I argue with Gant insofar as it relates to the period of time up to the date of the judgment. That is, the contested issue of disability up through judgment was decided. Compare City of Santa Fe v. Velarde, 90 N.M. 444, 564 P.2d 1326 (1977). However, this does not fully answer the question of the time remaining of the original 500 weeks after the date of judgment. It cannot be said that that period has been litigated and, since it was not litigated, it cannot be res judicata. The trial court was not looking into the future, but was only establishing a determinable fact as of the date of the judgment.
*363Consistent with this philosophy, our Supreme Court stated in Churchill v. City of Albuquerque, 66 N.M. 325, 347 P.2d 752 (1959):
“There is no longer any question in this jurisdiction but that a judgment such as here involved is not final until the full statutory period of 550 weeks has elapsed.”

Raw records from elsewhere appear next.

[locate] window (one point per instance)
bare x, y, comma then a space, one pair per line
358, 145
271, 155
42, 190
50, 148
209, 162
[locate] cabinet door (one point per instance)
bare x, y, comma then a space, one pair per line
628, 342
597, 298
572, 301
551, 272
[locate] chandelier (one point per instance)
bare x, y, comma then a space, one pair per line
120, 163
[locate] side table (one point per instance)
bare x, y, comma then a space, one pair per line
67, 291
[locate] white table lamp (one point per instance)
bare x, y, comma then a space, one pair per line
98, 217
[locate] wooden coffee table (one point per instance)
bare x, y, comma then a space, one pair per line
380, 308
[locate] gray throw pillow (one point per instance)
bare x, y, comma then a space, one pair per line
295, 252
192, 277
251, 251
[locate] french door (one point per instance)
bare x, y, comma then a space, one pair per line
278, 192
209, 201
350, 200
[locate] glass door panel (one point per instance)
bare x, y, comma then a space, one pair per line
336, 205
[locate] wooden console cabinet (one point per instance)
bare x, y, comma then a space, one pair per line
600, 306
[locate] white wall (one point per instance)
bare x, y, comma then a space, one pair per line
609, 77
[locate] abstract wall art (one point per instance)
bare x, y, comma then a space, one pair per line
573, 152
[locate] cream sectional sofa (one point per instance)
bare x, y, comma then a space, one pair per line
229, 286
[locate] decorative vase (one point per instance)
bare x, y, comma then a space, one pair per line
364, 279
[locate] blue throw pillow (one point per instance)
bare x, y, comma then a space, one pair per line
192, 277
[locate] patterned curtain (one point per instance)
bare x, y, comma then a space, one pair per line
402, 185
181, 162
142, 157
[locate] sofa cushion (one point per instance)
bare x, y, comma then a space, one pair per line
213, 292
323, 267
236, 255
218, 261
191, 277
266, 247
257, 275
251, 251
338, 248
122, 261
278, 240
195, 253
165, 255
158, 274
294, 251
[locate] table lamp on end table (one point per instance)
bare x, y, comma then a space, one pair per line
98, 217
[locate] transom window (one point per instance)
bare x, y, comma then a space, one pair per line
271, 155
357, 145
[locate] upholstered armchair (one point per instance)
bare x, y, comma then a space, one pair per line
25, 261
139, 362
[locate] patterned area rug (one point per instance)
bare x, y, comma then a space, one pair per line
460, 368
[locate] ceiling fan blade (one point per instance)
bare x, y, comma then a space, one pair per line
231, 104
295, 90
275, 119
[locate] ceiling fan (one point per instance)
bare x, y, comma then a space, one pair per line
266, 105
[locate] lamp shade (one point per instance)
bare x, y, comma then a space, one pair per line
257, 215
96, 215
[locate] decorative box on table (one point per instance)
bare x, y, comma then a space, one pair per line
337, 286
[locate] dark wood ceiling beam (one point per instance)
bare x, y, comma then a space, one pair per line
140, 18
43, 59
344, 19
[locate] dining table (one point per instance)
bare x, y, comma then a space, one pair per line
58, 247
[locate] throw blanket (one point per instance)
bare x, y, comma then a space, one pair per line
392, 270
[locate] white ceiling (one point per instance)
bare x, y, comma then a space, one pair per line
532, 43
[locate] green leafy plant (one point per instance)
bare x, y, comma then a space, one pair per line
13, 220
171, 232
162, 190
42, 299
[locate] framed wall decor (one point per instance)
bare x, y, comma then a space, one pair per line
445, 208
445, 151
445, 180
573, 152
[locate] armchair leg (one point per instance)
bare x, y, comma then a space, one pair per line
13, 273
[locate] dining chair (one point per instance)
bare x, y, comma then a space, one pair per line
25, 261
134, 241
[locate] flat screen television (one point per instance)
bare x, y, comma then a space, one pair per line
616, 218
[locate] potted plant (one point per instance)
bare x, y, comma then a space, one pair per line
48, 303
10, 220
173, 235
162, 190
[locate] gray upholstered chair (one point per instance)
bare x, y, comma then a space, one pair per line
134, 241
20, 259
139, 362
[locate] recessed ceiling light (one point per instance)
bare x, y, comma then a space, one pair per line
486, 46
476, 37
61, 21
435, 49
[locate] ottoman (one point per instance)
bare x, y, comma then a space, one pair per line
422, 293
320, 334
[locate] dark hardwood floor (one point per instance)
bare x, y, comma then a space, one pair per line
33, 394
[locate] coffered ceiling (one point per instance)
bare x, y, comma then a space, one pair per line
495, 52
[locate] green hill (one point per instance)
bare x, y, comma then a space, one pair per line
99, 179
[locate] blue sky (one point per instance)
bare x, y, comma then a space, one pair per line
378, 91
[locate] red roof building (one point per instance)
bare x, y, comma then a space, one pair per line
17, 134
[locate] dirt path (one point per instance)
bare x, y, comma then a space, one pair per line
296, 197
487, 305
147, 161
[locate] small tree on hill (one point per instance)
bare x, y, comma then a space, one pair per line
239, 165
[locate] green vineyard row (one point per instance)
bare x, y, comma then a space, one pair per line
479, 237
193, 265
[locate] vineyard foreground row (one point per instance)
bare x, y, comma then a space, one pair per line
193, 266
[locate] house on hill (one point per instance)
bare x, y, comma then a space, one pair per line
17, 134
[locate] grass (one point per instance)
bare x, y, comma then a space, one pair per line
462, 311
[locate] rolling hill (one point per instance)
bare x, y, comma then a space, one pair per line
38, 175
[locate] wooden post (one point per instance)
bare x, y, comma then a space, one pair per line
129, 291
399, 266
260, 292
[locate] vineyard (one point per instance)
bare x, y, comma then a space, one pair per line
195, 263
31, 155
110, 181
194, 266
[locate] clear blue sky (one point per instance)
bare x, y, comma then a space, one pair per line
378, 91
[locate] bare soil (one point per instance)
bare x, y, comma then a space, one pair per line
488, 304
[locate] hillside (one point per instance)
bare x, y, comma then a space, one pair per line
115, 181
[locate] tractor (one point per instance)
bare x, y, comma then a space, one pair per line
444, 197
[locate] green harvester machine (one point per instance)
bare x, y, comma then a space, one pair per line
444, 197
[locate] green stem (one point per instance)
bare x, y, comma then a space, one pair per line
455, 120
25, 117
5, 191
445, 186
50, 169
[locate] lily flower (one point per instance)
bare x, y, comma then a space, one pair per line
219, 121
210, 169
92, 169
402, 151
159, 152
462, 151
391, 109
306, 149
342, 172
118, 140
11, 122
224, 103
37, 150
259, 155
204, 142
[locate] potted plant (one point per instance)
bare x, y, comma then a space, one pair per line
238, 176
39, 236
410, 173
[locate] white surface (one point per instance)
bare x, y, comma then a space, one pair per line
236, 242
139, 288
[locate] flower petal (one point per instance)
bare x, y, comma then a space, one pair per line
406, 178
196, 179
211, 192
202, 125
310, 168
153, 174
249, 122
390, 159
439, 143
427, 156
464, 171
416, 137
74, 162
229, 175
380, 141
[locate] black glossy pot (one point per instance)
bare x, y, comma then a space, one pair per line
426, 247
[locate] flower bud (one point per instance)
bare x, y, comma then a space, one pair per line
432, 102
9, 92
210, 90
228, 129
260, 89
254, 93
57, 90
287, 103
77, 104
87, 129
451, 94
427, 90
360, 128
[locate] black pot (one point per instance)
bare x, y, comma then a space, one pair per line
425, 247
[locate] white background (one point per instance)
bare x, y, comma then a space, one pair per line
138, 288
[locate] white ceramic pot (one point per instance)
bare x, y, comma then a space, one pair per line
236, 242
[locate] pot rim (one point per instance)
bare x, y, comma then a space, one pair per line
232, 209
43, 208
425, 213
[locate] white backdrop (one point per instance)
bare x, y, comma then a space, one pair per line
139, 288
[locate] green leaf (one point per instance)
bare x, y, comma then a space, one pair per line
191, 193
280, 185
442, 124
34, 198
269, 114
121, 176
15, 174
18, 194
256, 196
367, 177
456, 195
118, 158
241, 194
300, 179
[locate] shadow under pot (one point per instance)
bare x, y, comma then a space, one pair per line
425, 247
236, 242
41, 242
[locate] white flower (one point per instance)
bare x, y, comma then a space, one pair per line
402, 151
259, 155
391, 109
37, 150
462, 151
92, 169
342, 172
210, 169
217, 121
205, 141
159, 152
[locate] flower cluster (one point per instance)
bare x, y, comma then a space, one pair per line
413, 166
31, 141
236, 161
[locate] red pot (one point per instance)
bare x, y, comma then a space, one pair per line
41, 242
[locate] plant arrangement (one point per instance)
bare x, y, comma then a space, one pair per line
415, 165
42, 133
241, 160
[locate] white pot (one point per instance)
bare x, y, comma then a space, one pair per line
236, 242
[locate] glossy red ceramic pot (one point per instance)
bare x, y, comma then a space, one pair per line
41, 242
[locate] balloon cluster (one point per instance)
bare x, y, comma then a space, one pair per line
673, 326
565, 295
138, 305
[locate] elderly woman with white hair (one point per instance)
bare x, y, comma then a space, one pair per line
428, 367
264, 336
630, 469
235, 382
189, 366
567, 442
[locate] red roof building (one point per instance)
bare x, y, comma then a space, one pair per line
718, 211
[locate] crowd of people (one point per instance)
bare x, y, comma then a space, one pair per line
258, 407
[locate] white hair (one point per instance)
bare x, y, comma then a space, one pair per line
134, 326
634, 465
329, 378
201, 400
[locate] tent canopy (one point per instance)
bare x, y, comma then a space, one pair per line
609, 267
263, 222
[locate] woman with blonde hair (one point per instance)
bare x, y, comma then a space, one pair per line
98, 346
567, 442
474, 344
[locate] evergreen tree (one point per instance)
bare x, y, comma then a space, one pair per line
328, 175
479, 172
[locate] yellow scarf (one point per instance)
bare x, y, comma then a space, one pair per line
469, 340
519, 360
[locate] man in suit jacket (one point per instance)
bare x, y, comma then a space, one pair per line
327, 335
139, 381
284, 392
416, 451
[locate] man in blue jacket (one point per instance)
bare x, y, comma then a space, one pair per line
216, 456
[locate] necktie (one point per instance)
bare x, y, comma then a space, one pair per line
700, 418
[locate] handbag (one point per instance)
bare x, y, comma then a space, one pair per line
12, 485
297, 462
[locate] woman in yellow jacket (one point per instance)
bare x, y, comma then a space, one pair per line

See also Martinez v. Earth Resources Co., 90 N.M. 590, 566 P.2d 838 (Ct.App.1977). There are, of course, certain exceptions to the rule which are not applicable in the instant case. See, for example, Durham v. Gulf Interstate Engineering Company, 74 N.M. 277, 393 P.2d 15 (1964).
The reasoning behind the allowing of a reopening is sound. The state of the medical arts is such that a reoccurrence of disability or relapse can happen in many instances. Given this possibility of relapse and consistent with the liberal construction policy of the Workmen’s Compensation Act, I would hold that ány attempt of relitigation of the period prior to judgment is barred by the doctrine of res judicata, but that the judgment may be reopened for the statutory period remaining after judgment.
Accordingly, I respectfully dissent.